Leopold Kula, pseudonim "Lis", bohater walk o niepodległość kraju, naczelny komendant Polskiej Organizacji Wojskowej w Kijowie, zginął 7 marca 1919 roku w wieku 22 lat, na Wołyniu, podczas starć z wojskami ukraińskimi.

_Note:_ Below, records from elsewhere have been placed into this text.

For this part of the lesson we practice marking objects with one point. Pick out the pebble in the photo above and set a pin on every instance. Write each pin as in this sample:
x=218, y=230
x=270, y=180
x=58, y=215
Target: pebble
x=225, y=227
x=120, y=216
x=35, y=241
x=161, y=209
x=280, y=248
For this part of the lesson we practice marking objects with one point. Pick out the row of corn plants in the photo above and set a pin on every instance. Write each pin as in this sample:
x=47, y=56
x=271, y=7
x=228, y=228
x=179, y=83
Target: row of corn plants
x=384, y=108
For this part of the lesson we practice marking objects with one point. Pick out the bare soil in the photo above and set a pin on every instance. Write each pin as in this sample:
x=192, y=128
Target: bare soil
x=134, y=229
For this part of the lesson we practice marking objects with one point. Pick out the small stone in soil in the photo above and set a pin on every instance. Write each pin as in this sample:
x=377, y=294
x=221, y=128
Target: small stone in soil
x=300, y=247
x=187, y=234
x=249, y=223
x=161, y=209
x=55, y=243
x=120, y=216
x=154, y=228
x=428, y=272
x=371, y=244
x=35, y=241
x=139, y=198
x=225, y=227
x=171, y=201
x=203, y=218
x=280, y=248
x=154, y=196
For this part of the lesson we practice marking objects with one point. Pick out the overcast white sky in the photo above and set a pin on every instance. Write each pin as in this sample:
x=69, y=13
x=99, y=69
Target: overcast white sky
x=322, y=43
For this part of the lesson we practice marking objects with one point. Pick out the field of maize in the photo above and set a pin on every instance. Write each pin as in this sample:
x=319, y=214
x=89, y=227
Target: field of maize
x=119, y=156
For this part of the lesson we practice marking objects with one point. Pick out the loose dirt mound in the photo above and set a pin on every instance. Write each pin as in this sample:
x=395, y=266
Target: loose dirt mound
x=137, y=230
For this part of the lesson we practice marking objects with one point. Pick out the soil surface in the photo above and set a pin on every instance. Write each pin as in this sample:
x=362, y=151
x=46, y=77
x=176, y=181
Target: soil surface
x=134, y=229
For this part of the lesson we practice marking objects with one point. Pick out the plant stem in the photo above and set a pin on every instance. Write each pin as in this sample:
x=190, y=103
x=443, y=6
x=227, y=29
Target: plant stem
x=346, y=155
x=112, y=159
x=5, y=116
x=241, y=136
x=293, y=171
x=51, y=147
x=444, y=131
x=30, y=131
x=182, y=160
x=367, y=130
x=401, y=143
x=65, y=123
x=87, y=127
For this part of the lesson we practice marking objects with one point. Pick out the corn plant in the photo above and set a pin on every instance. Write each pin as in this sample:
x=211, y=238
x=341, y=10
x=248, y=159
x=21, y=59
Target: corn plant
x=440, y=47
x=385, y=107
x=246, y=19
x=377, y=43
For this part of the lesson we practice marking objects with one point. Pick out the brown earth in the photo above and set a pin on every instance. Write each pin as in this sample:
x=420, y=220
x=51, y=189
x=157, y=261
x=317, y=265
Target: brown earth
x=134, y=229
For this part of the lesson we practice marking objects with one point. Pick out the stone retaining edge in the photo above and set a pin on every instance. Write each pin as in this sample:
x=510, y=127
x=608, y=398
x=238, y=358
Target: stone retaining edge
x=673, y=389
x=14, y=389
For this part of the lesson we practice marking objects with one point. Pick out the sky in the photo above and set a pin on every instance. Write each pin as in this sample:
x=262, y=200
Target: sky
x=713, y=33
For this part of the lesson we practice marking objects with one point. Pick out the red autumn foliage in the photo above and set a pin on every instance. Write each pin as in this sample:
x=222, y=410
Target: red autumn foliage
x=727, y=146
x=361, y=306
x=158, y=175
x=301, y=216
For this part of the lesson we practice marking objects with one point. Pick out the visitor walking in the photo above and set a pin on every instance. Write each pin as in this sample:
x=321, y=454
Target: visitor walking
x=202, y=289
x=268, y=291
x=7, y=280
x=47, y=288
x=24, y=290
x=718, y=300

Jako uczeń działał w skautingu, w 1912 roku pod pseudonimem "Lis" wstąpił do Związku Strzeleckiego. Członkowie "Strzelca" mieli stanowić kadrę nowo tworzonych przez Józefa Piłsudskiego polskich sił zbrojnych. Zanim wybuchła I wojna światowa, Leopold Kula ukończył VII klasę rzeszowskiego gimnazjum, i wkrótce trafił do Legionów Polskich. Został dowódcą 4. kompanii w grupie dowodzonej przez Mieczysława Trojanowskiego "Rysia". 18-letni Leopold wyróżnił się w walkach pod Kielcami, gdzie dowodził 2. kompanią V batalionu Legionów. Pod koniec 1914 roku stał na czele swojej kompanii w zwycięskich walkach pod Krzywopłotami i Łowczówkiem. W styczniu 1915 awansował na stopień porucznika. W trakcie działań zbrojnych, podczas urlopu w tym samym roku, zdał egzamin dojrzałości. Uważano go za zdolnego i energicznego dowódcę, dbał przy tym o swoich podwładnych. Stał się ulubieńcem Józefa Piłsudskiego. Powierzano mu najtrudniejsze odcinki walki na Ukrainie. Walczył między innymi pod Jastkowem, Kamionką, Kostiuchnówką i Kuklami. Brał udział w odsieczy Lwowa zajętego przez Ukraińców. Pod koniec 1918 roku otrzymał stopień majora.
Zmarł w wyniku obrażeń, które odniósł podczas ataku na Torczyn, opanowany przez Ukraińców. "Młoda Armia Polska straciła jednego z najlepszych swych oficerów" - głosił komunikat Sztabu Generalnego Wojska Polskiego, wydany dzień po śmierci majora Kuli.